Image courtesy of Beinfeld Architecture

After one local developer’s ambitious hotel, residential and retail vision for Westport’s dilapidated Saugatuck commercial node collapsed this spring, another developer has stepped up with an idea of its own for the area.

Norwalk-based Spinnaker Real Estate Partners told Westport officials in a limited pre-application filing that they intend to propose 157 apartments on a 1.5-acre subset of the area luxury hotel developer Roan had pitched turning into a grand, five-acre project called “The Hamlet” early last year.

The Roan proposal subsequently flamed out in the face of aggressive pushback from residents and amid a lawsuit and the Westport-based firm’s threats to instead build hundreds of apartments on the site via the state’s 8-30g law, which lets affordable housing developments supersede local zoning laws.
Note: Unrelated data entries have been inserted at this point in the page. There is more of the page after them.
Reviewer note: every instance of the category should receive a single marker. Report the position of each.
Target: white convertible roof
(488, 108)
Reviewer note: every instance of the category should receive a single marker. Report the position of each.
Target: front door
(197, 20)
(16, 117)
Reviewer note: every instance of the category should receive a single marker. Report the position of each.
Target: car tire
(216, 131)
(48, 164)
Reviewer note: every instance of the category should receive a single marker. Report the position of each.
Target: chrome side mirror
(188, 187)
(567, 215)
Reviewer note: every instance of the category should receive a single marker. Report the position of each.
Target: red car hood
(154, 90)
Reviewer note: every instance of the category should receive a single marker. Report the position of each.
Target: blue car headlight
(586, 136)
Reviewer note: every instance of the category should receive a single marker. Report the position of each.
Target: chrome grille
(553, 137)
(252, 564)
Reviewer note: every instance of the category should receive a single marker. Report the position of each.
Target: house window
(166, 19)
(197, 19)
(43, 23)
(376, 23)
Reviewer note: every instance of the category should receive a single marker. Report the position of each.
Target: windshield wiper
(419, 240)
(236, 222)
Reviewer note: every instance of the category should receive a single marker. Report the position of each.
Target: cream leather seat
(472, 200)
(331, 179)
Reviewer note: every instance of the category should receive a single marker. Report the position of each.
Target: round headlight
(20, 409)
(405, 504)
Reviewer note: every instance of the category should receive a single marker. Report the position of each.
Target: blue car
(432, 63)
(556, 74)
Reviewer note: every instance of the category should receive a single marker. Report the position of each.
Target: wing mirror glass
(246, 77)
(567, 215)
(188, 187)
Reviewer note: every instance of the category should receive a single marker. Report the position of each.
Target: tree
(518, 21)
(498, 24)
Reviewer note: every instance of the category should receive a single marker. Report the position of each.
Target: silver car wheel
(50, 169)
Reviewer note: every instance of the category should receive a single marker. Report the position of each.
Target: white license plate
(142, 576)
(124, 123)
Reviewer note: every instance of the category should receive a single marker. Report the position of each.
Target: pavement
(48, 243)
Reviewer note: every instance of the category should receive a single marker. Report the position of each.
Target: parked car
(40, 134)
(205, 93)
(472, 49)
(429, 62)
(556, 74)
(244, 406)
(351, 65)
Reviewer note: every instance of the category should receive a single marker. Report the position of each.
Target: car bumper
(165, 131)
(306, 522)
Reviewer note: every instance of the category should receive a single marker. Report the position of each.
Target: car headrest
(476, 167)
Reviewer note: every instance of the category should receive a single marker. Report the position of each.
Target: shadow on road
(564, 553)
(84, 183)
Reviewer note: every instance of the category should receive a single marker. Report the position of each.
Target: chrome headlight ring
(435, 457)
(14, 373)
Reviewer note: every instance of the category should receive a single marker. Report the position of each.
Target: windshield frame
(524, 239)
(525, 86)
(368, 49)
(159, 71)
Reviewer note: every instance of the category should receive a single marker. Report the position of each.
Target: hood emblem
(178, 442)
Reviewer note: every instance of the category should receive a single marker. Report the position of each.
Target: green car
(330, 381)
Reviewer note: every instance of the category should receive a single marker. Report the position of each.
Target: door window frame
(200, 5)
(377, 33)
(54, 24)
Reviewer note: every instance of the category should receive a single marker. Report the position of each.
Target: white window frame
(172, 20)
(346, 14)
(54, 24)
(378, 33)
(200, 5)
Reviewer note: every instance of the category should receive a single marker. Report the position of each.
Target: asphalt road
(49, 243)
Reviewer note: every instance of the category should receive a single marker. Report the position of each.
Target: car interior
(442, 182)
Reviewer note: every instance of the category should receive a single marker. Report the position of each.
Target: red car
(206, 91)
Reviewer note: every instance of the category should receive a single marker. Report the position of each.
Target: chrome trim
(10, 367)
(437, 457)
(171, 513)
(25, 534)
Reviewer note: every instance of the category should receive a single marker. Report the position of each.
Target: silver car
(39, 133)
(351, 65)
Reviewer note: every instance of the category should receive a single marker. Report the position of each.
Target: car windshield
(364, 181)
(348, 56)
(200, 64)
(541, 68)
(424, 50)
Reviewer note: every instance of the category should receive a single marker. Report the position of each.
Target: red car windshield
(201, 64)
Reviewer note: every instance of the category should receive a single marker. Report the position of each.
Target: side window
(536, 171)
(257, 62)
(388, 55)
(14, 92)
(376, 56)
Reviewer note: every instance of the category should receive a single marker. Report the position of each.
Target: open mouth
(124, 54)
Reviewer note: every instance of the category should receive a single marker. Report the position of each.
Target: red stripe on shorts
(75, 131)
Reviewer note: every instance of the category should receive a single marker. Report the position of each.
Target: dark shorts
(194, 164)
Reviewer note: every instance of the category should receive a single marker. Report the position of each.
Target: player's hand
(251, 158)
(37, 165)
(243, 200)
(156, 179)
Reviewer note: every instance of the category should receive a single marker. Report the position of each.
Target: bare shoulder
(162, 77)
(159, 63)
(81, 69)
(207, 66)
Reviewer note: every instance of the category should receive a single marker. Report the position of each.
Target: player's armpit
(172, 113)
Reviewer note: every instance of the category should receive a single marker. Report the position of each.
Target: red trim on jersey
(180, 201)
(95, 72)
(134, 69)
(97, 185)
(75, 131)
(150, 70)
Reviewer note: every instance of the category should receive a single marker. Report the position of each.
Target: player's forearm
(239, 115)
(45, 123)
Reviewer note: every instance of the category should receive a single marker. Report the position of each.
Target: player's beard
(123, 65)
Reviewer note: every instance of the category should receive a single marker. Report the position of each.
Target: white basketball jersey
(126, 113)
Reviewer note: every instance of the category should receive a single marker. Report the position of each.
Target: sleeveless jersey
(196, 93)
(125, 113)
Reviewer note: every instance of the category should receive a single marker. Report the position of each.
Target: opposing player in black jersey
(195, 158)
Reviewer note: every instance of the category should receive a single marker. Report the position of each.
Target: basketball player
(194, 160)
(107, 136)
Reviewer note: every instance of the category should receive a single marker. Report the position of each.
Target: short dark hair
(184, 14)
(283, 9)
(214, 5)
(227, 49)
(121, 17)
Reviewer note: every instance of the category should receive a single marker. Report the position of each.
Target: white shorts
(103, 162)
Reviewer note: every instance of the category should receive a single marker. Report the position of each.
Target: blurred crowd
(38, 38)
Spinnaker’s proposal covers a single property that it now owns, 606 Riverside Ave., that’s largely parking lot – plus a dry cleaner’s and a car repair garage. Notably, the proposal includes neither a neighboring retail strip next to the Westport Metro-North train station nor a small office building next door nor a cluster of waterfront commercial buildings.

To assuage concerns about height and density, Spinnaker’s filing includes renderings showing facades that only rise to 3.5 stories, with taller stories significantly stepped back from the street to hide their bulk. The facade is further broken up with a series of neo-traditional facades, some of which appear to contain retail storefronts.

Norwalk firm Beinfeld Architecture is the designer.

“Spinnaker has studied prior proposals for the property and associated concerns. This Beinfield plan reflects that input: contextually appropriate for Saugatuck and grounded in a traditional and contextual vernacular,” The filing states.

The Spinnaker filing states 10 percent of the development’s units would be deed-restricted affordable housing, and 283 parking spots would be included in two-level garage, significantly more than regulations require.